Ricciardi habló sin apartar la vista de la plaza que había debajo.

—Será todo lo imbécil que quieras, y seguramente está convencido de que fue el pobre Iodice, pero no ha dicho ninguna tontería. En realidad, en ambos casos sólo disponemos de indicios. Los dos tenían un buen motivo para matar a la Calise. La ocasión de hacerlo también la tuvieron los dos. Y los dos la vieron muerta, así lo indican los zapatos de Serra di Arpaja y la letra de Iodice. Pero nosotros no estamos seguros de quién la vio morir.

Maione se detuvo. No quería rendirse a la evidencia de los hechos.

—Sí, pero Serra puede defenderse y Iodice, no, comisario.
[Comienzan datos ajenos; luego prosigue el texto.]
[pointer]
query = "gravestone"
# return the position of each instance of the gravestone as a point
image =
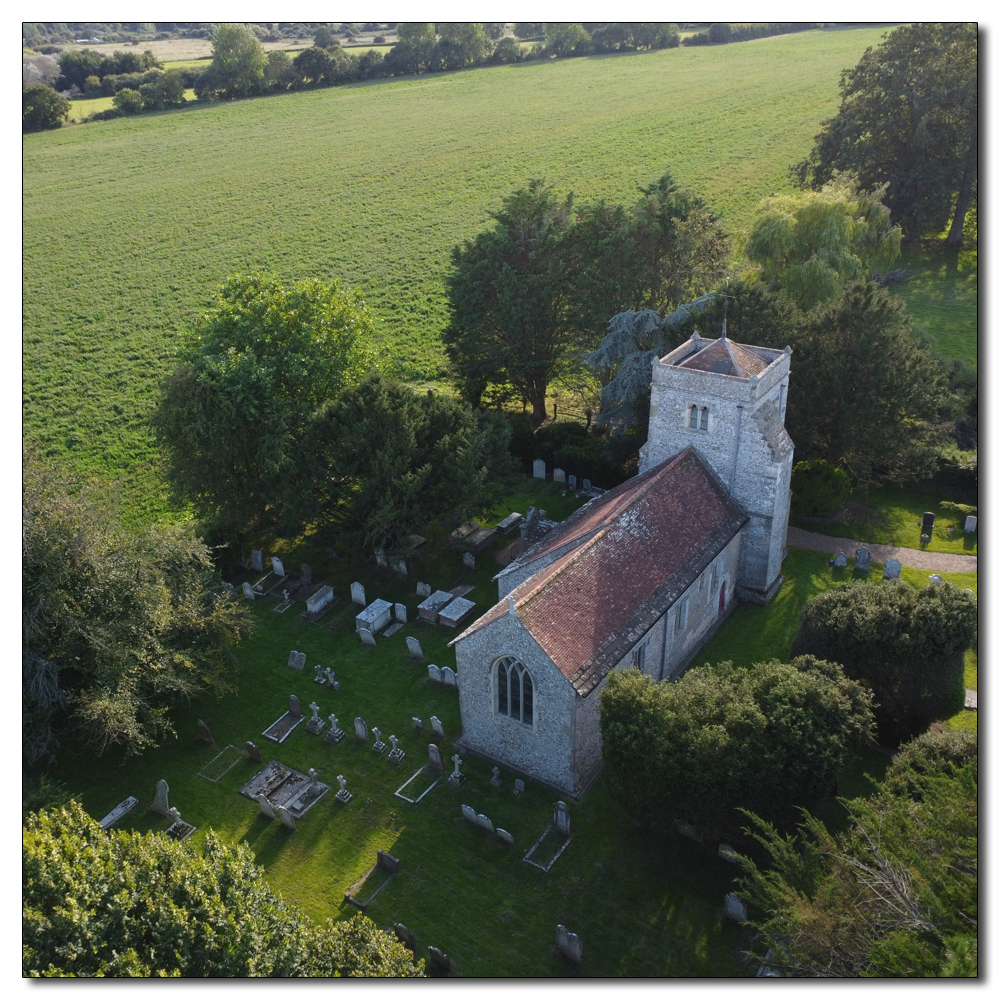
(735, 907)
(161, 803)
(560, 818)
(569, 944)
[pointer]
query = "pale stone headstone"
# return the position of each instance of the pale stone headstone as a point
(569, 944)
(560, 818)
(161, 803)
(735, 907)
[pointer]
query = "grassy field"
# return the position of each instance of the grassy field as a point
(130, 225)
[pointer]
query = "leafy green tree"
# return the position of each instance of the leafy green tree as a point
(909, 119)
(896, 894)
(907, 645)
(238, 61)
(117, 625)
(121, 904)
(765, 738)
(252, 373)
(42, 108)
(812, 243)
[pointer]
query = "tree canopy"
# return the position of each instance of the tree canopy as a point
(908, 119)
(118, 903)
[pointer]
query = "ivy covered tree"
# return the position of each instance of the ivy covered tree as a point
(113, 903)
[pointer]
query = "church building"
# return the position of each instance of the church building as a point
(640, 576)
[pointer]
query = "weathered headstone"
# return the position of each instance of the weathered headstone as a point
(735, 907)
(569, 944)
(560, 818)
(161, 803)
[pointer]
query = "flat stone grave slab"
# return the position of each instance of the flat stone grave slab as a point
(221, 763)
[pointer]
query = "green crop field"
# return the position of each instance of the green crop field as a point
(130, 225)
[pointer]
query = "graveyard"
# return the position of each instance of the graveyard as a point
(336, 763)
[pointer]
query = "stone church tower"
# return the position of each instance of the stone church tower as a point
(727, 401)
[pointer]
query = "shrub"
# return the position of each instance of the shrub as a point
(819, 488)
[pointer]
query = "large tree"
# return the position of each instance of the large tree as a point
(113, 903)
(117, 625)
(252, 373)
(908, 118)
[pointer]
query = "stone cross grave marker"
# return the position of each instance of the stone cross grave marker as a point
(161, 803)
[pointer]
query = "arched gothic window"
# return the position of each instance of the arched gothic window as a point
(515, 692)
De manera que antes de echarle la culpa al muerto debemos asegurarnos de la inocencia del vivo. ¿O no?

Ricciardi siguió callado unos minutos más. Miraba por la ventana.

—Maione, ¿has pensado alguna vez en todo lo que se puede ver a través de una ventana? Se puede ver la vida. Se puede ver la muerte. Pero sólo se puede ver, sin intervenir. Entonces, ¿quién es el hombre que mira? ¿Sabes quién es?

Maione escuchaba. Sabía que no era él quien debía contestar.

—El hombre que mira es el que no vive. Sólo puede ver cómo pasa la vida de los otros y vivir a través de ellos. El que mira no consigue vivir.

Maione seguía escuchando. Y comprendió que Ricciardi ya no hablaba de la Calise, de Garzo, de Iodice ni de Serra di Arpaja, sino de sí mismo.

A pesar de no contar con una extraordinaria sensibilidad, el sargento se dio cuenta de que el humor del comisario, de por sí melancólico, se había hundido por completo tras el interrogatorio practicado dos días antes a una testigo, Enrica Colombo, que, ahora que lo pensaba, vivía en via Santa Teresa, en la misma calle que Ricciardi. A lo mejor se conocían; eso podría explicar el extrañísimo rumbo que había tomado el interrogatorio que él mismo se había visto obligado a dirigir, porque el hombre que debería haber formulado las preguntas optó por callar. Por callar y mirar.

El sargento se había criado en la calle, sabía cuándo convenía guardar silencio. No había nada que decir más que compadecer a su superior y amigo, guardando las distancias.